On mountain dining at San Domenico, there’s a basic but cozy chalet atop the Ciamporino lift, self-serve with a bar, coffees and sandwiches. At the Gondola summit is Refugio 2000 – another self-service restaurant with pasta and daily dishes cafeteria- style, and a full bar. All Sando’s food concessions are resort-owned, with sun terraces for those sunny ski days. Its too bad there’s no charming Italian chalet dining on mountain.

Aside from skiing and snowboarding, San Domenico offers opportunities for tobogganing – they call it sledging, snowshoeing, and winter hiking trails.

San Domenico has invested $80 million (since 2009) in lifts, snowmaking, and the Hotel La Vetta… but the ski village lacks services, no grocery market, ski shop, only a three restaurants, and not a typical alpine village vibe, yet. In fact, its weird, with huge potential… but a vacuous feeling as there are few authentic locals – we were told just 10 people actually live here year-round, not including employees.

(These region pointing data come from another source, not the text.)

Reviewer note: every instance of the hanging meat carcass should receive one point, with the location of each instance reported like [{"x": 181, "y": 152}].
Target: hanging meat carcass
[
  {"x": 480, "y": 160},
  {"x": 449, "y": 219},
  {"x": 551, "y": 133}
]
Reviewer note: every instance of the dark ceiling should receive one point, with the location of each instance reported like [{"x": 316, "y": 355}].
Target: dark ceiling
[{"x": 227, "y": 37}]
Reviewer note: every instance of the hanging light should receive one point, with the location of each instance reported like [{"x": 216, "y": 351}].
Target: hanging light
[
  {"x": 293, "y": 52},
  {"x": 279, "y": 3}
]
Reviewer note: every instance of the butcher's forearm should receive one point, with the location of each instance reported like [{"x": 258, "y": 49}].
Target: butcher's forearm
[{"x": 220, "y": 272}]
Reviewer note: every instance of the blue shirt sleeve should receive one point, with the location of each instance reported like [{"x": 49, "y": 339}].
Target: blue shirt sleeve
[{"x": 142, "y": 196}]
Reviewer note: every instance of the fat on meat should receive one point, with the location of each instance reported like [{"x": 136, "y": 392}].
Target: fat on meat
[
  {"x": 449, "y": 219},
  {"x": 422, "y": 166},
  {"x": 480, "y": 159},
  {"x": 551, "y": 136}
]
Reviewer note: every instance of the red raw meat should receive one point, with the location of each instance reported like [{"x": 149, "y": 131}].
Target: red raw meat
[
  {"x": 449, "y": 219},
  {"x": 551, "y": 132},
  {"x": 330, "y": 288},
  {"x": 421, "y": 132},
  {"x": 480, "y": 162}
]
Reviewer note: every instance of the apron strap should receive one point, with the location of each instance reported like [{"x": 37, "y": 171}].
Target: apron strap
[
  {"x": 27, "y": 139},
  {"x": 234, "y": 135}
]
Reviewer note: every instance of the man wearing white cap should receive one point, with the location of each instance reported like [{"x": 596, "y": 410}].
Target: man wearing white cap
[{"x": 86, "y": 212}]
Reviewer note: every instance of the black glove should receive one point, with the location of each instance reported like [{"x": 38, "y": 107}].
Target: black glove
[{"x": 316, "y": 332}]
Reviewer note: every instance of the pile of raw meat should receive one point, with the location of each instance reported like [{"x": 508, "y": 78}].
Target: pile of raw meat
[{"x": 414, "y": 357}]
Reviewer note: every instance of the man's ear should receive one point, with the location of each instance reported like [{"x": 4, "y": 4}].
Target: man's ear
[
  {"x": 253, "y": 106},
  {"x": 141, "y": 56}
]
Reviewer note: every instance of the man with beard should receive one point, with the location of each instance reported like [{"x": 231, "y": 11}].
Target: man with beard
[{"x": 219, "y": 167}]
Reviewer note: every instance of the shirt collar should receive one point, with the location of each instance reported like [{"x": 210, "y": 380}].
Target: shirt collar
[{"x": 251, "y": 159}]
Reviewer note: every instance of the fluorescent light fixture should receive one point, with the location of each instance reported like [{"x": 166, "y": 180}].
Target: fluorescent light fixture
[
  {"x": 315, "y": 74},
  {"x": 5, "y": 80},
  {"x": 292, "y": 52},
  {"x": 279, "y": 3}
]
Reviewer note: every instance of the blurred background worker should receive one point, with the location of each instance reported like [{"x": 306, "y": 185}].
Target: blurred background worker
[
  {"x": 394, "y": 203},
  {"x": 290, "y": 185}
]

We loved our stay at Hotel La Vetta, with a beautiful Deluxe suite, and views of impressive Italian peaks from our balcony of Terra Rossa and Monte Leone, and magnificent stars at night in the clean mountain air. La Vetta’s posh lounge for apertivo each evening, and excellent cuisine served in the mod hotel restaurant or cozier Stube, were perfect apres ski. La Vetta has wooden outdoor saunas to reserve too. A grand breakfast buffet was included in our stay, before heading out to our ski locker, then proceeding to our five-minute walk down the main Via Alpe Veglia street to the gondola.

This Italian mountain resort in the heart of the Southern Alps is special, very unique, with interesting but limited terrain, and panoramic views. San Domenico is a small, but big mountain, Italian ski resort on the Magic Pass, along with 99 ski resorts primarily in Switzerland.

Skiing San Domenico is quite affordable for day tickets too, with a half day $32 Eu ticket, or $36 for the day. San Domenico surprisingly has night skiing on the lower gondola for just $12 Eu on certain Saturdays.

You could ski San Domencio for a “taste of Italy” on a Swiss ski safari, including the nearby, two hours away, Valais Wallis with ski areas of Grimentz Zinal, Anzerre, Leukerbad, Lauchernalp, and many others.

San Domenico Ski Resort Ski Stats:
Elevation: 1420 – 2500 M – 8,202′
Vertical Drop: 1080 M – 3,543′
Lifts: 4 plus two beginner magic carpets.